Dans ce contexte, quatre UDC ont fait connaître leur intérêt pour le Conseil d'Etat: Jacques Nicolet, Pascal Dessauges, Pierre-Yves Rapaz et Julien Cuérel. Philippe Jobin, chef de groupe au Grand Conseil, y a finalement renoncé, pour cette échéance en tout cas. «J'ai le sentiment que j'ai la carrure, mais ce n'est pas le moment».

Député de longue date, ancien chef de groupe et municipal à Bex, Pierre-Yves Rapaz peut se targuer d'une solide expérience politique. Mais cet agriculteur-viticulteur a échoué à conserver le siège de Jean-Claude Mermoud face à la Verte Béatrice Métraux fin 2011. Syndic de Baulmes, député depuis fin 2015 seulement, Julien Cuérel est peu connu sur la scène politique cantonale.

Gérer les crises

Elu conseiller national en 2015, ancien député et président du Grand Conseil, l'agriculteur Jacques Nicolet se présente comme un rassembleur. Il a accepté de succéder à Fabienne Despot à la tête du parti après l'affaire de l'enregistrement. Il a dû gérer la crise autour de Claude-Alain Voiblet, finalement exclu du parti vaudois pour avoir collé ses affiches sur celles d'autres candidats UDC.

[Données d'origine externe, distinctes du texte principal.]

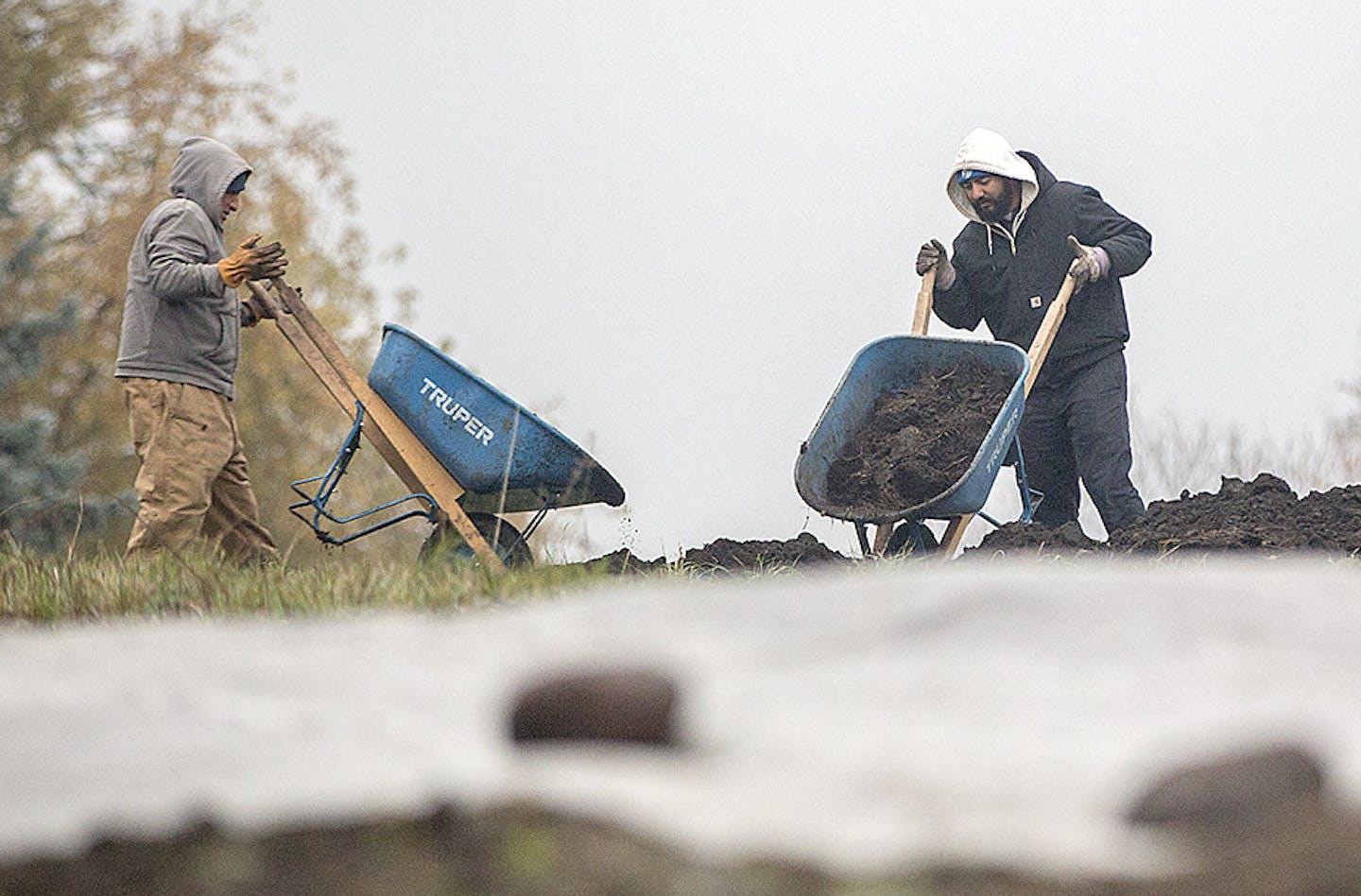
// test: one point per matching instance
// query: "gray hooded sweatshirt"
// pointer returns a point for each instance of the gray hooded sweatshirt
(180, 321)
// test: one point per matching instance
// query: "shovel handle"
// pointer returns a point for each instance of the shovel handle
(1048, 330)
(922, 318)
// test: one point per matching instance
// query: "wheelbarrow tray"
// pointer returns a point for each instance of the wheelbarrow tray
(900, 362)
(505, 457)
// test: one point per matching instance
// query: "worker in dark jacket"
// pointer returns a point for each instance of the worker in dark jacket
(1026, 231)
(177, 360)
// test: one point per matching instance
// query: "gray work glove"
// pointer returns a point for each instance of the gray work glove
(934, 255)
(1086, 265)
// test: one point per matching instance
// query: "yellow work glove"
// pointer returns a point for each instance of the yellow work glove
(252, 263)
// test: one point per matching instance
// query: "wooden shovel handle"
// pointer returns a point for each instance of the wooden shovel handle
(1048, 330)
(1039, 352)
(922, 318)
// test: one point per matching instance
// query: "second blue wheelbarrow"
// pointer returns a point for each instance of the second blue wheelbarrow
(466, 451)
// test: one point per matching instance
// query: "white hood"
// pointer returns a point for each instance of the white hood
(986, 150)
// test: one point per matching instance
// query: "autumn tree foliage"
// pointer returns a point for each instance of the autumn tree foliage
(93, 111)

Cet épisode ne lui a peut-être pas apporté que des amis. Autre bémol: s'il est élu au Conseil d'Etat, le même Claude-Alain Voiblet entrerait au Conseil national comme vient-ensuite. Ce que nombre d'UDC vaudois peineraient à accepter.

Au centre

Préfet depuis 2011, d'abord de Morges puis du Gros-de-Vaud, Pascal Dessauges a l'avantage de ne pas avoir été impliqué dans ces embrouilles, qui ont terni l'image du parti et laissé des traces. Ancien agriculteur et président de l'UDC Vaud de 2004 à 2006, il se sent «très à l'aise au sein de l'UDC actuelle, au centre des différents courants», a-t-il expliqué mercredi à l'ats.

S'il se distancie de son parti, c'est sur un chapitre de «La Voie du bon sens», le document de référence présenté en mai. «Le lien tiré entre féminisme et avortement me déplaît. Depuis très longtemps, je suis sensible à la promotion des femmes», explique-t-il.

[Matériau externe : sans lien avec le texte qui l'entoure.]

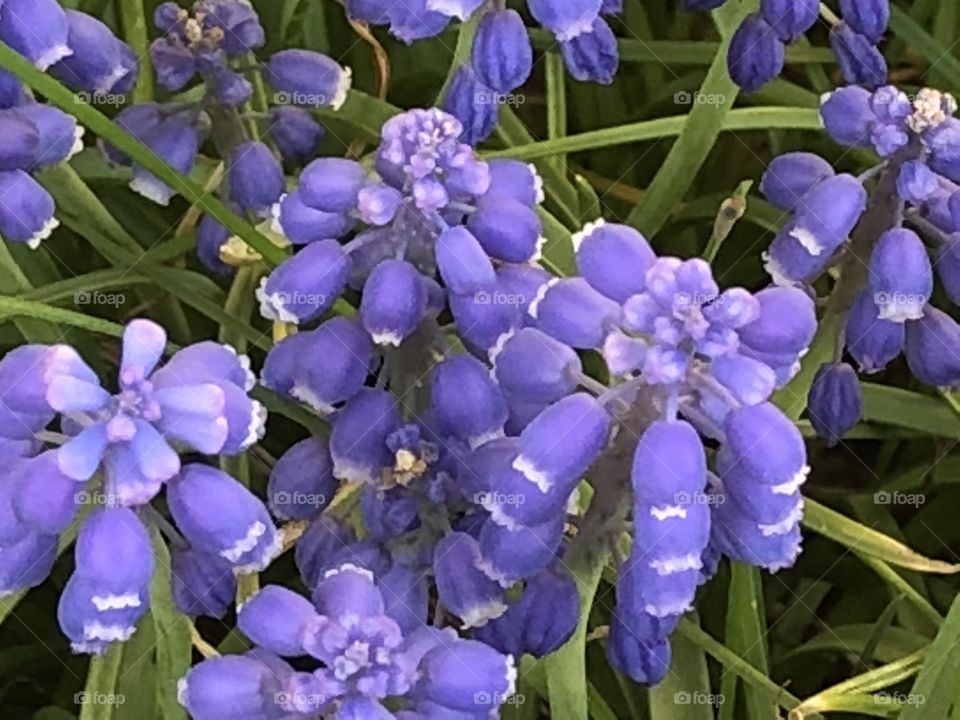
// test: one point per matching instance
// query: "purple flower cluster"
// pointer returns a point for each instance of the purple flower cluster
(83, 53)
(117, 451)
(704, 364)
(366, 649)
(915, 185)
(432, 206)
(202, 43)
(476, 480)
(757, 50)
(502, 56)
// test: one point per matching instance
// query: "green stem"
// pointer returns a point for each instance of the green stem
(134, 21)
(760, 118)
(58, 95)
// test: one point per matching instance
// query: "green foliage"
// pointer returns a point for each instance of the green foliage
(865, 624)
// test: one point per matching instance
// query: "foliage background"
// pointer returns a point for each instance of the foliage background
(865, 623)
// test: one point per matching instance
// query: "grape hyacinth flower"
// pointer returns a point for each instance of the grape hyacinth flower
(365, 658)
(87, 56)
(197, 401)
(432, 206)
(912, 196)
(501, 57)
(757, 50)
(208, 43)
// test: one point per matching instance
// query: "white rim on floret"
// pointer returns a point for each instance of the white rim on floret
(245, 544)
(678, 564)
(116, 602)
(152, 189)
(540, 296)
(48, 227)
(587, 231)
(528, 469)
(52, 56)
(665, 512)
(343, 89)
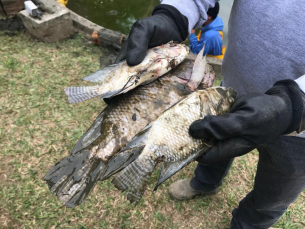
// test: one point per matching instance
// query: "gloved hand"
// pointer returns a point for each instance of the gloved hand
(253, 120)
(166, 24)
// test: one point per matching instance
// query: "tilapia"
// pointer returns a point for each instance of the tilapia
(94, 156)
(166, 140)
(121, 78)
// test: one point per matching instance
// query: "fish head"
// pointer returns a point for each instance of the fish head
(174, 52)
(217, 100)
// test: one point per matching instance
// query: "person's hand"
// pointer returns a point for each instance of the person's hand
(166, 24)
(253, 120)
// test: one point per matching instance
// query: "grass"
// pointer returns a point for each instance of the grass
(38, 127)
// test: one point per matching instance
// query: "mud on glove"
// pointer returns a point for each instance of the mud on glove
(253, 120)
(166, 24)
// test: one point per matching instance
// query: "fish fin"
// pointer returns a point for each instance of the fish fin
(91, 134)
(74, 177)
(198, 71)
(79, 94)
(100, 75)
(168, 169)
(134, 177)
(121, 161)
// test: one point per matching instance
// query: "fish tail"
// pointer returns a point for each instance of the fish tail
(121, 161)
(134, 177)
(79, 94)
(74, 177)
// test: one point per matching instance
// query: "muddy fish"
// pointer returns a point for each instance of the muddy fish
(94, 156)
(120, 78)
(166, 140)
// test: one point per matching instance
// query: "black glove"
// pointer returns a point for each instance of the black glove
(166, 24)
(253, 120)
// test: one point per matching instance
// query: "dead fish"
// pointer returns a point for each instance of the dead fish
(167, 140)
(94, 156)
(120, 78)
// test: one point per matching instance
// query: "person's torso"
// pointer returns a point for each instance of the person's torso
(265, 44)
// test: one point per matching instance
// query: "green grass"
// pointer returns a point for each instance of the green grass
(38, 127)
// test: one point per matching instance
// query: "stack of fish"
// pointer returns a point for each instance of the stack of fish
(140, 128)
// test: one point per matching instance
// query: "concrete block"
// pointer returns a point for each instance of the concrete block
(52, 27)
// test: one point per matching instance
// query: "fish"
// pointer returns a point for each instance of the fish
(95, 156)
(121, 78)
(167, 141)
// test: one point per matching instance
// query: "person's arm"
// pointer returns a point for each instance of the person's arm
(253, 120)
(194, 10)
(171, 20)
(196, 46)
(301, 82)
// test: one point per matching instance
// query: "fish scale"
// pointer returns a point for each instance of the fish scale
(161, 143)
(95, 155)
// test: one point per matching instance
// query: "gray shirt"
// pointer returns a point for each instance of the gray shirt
(266, 41)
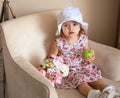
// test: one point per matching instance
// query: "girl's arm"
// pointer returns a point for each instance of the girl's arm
(54, 49)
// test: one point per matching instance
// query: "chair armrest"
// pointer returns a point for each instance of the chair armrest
(107, 59)
(34, 81)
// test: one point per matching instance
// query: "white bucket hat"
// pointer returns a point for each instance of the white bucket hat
(70, 13)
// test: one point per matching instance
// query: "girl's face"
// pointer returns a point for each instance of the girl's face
(71, 28)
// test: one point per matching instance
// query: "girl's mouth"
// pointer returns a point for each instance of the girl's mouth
(71, 32)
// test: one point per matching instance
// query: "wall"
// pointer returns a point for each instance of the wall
(100, 14)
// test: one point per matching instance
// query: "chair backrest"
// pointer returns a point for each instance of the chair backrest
(31, 36)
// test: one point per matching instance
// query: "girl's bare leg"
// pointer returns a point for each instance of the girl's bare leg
(99, 84)
(84, 89)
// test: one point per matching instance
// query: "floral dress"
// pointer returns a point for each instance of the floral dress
(80, 70)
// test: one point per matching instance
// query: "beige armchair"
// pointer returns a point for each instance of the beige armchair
(26, 41)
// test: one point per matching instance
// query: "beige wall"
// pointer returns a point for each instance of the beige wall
(100, 14)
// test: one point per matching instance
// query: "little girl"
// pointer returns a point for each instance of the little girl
(70, 43)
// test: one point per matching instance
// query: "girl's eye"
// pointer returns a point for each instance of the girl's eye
(65, 25)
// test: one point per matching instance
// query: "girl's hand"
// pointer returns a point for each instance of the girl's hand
(91, 58)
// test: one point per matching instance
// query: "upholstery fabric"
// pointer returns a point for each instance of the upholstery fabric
(27, 40)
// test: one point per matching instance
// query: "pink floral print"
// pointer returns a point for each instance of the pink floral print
(81, 71)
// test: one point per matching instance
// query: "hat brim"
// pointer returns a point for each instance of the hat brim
(84, 26)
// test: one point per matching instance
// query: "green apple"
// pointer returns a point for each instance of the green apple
(87, 53)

Le Conseil d'Etat? Il en avait déjà discuté, en son temps, avec Jean-Claude Mermoud, «un ami, qui venait de la même région». En 2011, il avait été sollicité pour être candidat et s'était mis sur les rangs, mais l'UDC lui avait préféré Pierre-Yves Rapaz.

Reste que, à l'UDC, certains craignent que sa fonction de préfet, et le devoir de réserve qui y est lié, n'empêchent le parti de lancer rapidement et pleinement sa campagne. Et osera-t-il attaquer sa cheffe, Béatrice Métraux, qui sera sa cible numéro un, l'UDC considérant que l'élue écologiste est le «maillon faible»?

Devoir de loyauté

«Le Conseil d'Etat m'a autorisé à être candidat. Il m'a rappelé mon devoir de loyauté, ce qui ne pose aucun problème», a répliqué Pascal Dessauges. S'il est désigné par son parti, il devra s'abstenir de toute représentation publique jusqu'à l'élection. «En gros, cela signifie que je travaillerai normalement, mais que je ne pourrai pas tenir de discours en tant que préfet». Et dès le 13 mars, il sera en congé sans salaire jusqu'à l'élection.

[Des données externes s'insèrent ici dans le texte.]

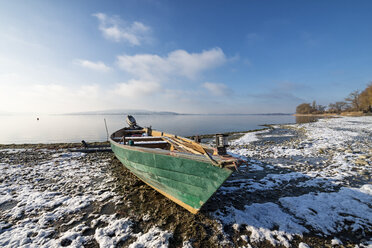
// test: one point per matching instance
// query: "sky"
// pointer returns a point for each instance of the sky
(182, 56)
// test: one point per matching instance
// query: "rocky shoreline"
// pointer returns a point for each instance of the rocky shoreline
(303, 185)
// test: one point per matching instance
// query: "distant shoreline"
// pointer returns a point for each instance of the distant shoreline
(356, 114)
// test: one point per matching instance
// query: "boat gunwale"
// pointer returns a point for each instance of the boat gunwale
(198, 157)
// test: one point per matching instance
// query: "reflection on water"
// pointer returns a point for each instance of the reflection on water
(74, 128)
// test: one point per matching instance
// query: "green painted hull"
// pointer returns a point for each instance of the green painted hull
(187, 181)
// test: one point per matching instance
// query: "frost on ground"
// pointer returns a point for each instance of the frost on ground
(55, 198)
(304, 185)
(315, 185)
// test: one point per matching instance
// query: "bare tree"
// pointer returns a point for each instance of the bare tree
(304, 108)
(354, 100)
(337, 107)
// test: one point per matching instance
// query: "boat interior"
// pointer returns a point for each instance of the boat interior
(148, 138)
(137, 136)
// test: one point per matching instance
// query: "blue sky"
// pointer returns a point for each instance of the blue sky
(183, 56)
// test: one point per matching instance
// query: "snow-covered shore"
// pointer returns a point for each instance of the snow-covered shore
(303, 185)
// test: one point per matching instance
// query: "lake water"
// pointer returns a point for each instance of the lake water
(17, 129)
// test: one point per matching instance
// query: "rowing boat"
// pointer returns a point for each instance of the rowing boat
(185, 171)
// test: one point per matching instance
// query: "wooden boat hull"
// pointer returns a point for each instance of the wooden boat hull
(187, 180)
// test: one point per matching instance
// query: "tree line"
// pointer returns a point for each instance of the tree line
(356, 101)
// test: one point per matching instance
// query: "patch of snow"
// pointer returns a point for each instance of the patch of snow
(261, 219)
(117, 230)
(154, 238)
(303, 245)
(332, 212)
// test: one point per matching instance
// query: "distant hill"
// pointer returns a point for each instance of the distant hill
(124, 112)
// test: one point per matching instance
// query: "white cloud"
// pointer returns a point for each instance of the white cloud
(97, 66)
(113, 28)
(217, 89)
(176, 63)
(137, 88)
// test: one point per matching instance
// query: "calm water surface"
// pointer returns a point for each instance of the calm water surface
(74, 128)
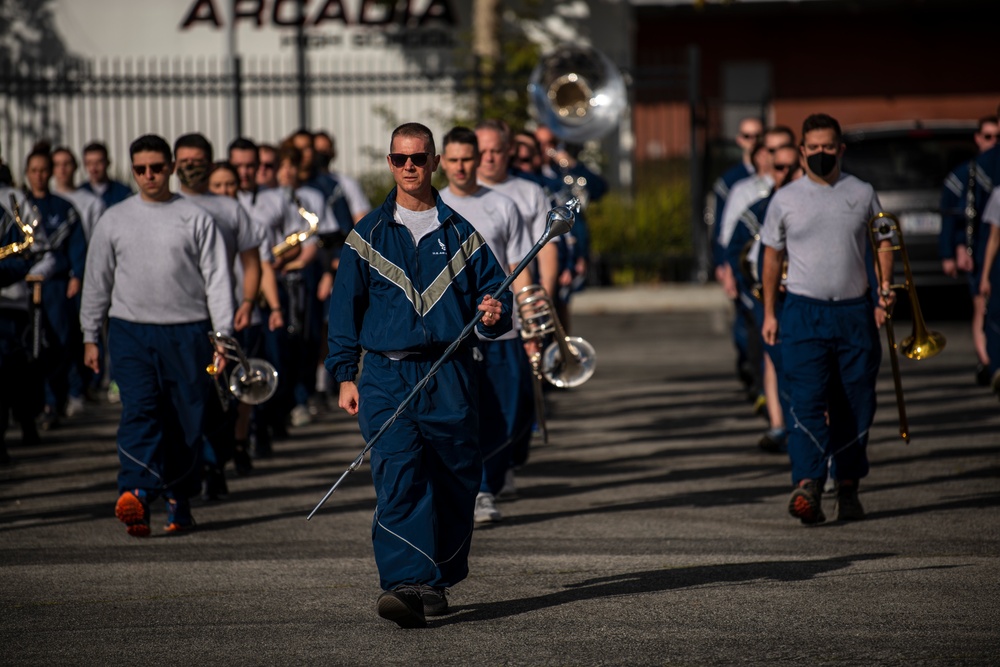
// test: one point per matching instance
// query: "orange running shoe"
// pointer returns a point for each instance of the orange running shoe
(133, 510)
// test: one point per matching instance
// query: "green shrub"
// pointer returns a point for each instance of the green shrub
(646, 238)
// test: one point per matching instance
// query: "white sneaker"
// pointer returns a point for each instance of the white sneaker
(74, 406)
(486, 509)
(509, 489)
(301, 416)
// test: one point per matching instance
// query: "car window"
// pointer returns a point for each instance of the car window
(915, 160)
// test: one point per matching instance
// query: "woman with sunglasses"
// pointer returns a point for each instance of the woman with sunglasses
(157, 270)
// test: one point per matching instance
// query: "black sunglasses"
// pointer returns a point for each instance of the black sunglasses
(418, 159)
(155, 168)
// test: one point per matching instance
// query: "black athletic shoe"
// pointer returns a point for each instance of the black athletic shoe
(435, 601)
(403, 606)
(213, 484)
(805, 503)
(848, 506)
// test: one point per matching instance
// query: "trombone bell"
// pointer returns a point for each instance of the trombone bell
(568, 361)
(252, 381)
(922, 343)
(254, 385)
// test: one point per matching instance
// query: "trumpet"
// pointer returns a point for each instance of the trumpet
(28, 230)
(568, 361)
(253, 381)
(293, 240)
(921, 343)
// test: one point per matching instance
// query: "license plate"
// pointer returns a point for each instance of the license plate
(925, 222)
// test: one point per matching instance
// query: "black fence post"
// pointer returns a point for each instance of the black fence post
(699, 235)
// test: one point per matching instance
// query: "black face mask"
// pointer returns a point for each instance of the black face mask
(822, 164)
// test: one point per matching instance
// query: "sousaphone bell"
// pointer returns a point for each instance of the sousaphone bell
(568, 361)
(578, 93)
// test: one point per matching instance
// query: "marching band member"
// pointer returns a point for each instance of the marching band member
(276, 211)
(505, 389)
(991, 274)
(96, 163)
(410, 278)
(533, 204)
(193, 154)
(829, 335)
(963, 200)
(157, 268)
(21, 389)
(750, 132)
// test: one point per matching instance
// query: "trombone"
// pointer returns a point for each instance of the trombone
(921, 343)
(293, 240)
(568, 361)
(253, 381)
(27, 229)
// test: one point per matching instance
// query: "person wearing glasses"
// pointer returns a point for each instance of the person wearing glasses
(743, 254)
(412, 274)
(96, 163)
(67, 242)
(505, 378)
(193, 154)
(963, 200)
(749, 133)
(991, 275)
(157, 270)
(742, 195)
(828, 330)
(276, 211)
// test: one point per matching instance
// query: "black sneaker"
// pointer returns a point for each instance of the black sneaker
(774, 441)
(213, 484)
(435, 601)
(403, 606)
(805, 503)
(241, 458)
(848, 506)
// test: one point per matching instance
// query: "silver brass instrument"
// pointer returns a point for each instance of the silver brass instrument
(27, 229)
(293, 240)
(921, 343)
(578, 93)
(568, 361)
(559, 221)
(252, 381)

Le congrès tranchera le 1er décembre. Vraisemblablement entre ces quatre candidats qui se sont publiquement annoncés dans le délai imparti, fixé à mardi. Mais un envoi en courrier B pourrait encore arriver d'ici la fin de la semaine, a averti Kevin Grangier.

Une commission électorale, composée de trois personnes, s'assurera que les candidats ne présentent pas de casserole, comme des poursuites ou des arriérés d'impôts. Mais elle ne formulera pas de recommandation. Le congrès sera libre de choisir, à bulletin secret.